Si hay un autor fuera de La nueva ola taiwanesa con quien emparentar al director asiático, que tampoco ha disimulado su pasión por Yasujirō Ozu (no en vano dedicó Café Lumière a su figura) y Robert Bresson, ése es Michelangelo Antonioni. Tal y como solía hacer el director de La aventura y Blow-up, Hou nos introduce en una obra reflexiva, sensorial y absorbente, en la que la melancolía y la lírica van unidas de la mano, dotada de un enigmático atractivo, con un lenguaje circular y elíptico, y una narrativa que recurre a un orden gradual, transitando al margen del modelo tradicional. En Adiós sur, adiós se las ingenia para exponer los leves acontecimientos experimentando con la narrativa y las formas del medio sin pretensiones meramente esteticistas, a pesar de sus bellas composiciones.
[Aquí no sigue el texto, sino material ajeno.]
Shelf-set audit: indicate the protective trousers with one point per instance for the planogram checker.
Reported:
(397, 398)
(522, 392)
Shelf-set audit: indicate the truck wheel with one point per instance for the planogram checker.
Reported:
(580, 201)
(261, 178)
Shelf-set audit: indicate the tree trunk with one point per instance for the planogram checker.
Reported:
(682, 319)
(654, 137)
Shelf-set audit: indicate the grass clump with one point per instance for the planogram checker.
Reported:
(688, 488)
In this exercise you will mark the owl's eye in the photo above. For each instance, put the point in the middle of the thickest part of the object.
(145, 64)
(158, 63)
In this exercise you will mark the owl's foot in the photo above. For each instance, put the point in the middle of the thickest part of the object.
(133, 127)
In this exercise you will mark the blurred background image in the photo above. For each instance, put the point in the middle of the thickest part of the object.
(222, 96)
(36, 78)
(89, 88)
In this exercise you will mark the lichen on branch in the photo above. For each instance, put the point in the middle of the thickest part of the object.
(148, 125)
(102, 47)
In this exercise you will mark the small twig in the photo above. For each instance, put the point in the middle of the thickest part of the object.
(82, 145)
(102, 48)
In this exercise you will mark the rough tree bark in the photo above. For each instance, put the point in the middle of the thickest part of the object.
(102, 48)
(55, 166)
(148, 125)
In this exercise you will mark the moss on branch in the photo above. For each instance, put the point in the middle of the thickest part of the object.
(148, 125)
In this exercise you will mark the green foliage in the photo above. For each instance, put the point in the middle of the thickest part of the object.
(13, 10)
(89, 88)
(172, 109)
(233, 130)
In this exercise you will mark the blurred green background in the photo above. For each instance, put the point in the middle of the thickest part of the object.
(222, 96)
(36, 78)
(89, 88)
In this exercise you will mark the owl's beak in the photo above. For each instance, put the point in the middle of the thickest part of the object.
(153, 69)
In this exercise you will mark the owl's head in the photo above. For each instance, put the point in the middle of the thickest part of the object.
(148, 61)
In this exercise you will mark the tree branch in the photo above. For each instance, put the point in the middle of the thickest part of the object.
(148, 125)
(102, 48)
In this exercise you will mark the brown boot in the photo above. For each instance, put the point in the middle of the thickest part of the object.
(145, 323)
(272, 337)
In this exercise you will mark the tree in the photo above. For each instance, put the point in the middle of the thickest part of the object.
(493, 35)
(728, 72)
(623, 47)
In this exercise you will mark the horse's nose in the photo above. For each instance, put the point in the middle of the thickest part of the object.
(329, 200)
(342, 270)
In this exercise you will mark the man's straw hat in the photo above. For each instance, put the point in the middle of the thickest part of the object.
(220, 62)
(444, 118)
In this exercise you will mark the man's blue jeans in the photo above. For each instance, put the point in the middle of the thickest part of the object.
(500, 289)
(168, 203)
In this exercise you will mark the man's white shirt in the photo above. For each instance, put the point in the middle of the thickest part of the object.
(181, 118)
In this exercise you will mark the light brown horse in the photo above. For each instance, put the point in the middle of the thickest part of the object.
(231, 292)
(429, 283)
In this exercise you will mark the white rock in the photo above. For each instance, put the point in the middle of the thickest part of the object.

El estilo del director de El vuelo del globo rojo (su única aventura fuera de Asia) no es apto para impacientes debido a su personal idiosincrasia, pero eso no implica que no esté atorado de innumerables sensaciones (carentes de falsos sentimentalismos) y complejidad a borbotones, trasladándonos a unas viñetas en las que los pequeños detalles siempre son mostrados de un modo sugerente y ambiguo, repletos de significados intercalados u ocultos en primera instancia, y travesías que dan la sensación de transitar hacia el vacío, en los cuales casi nada es lo que aparenta. Estos elementos requieren de cierto grado de implicación por nuestra parte, pues cuesta captar en primera instancia el sentido e intenciones del autor, pudiendo devenir en incertidumbre y frustración en la audiencia poco proclive a poner algo de su parte para construir la narración a su antojo por culpa del explicativo cine occidental de corte más convencional.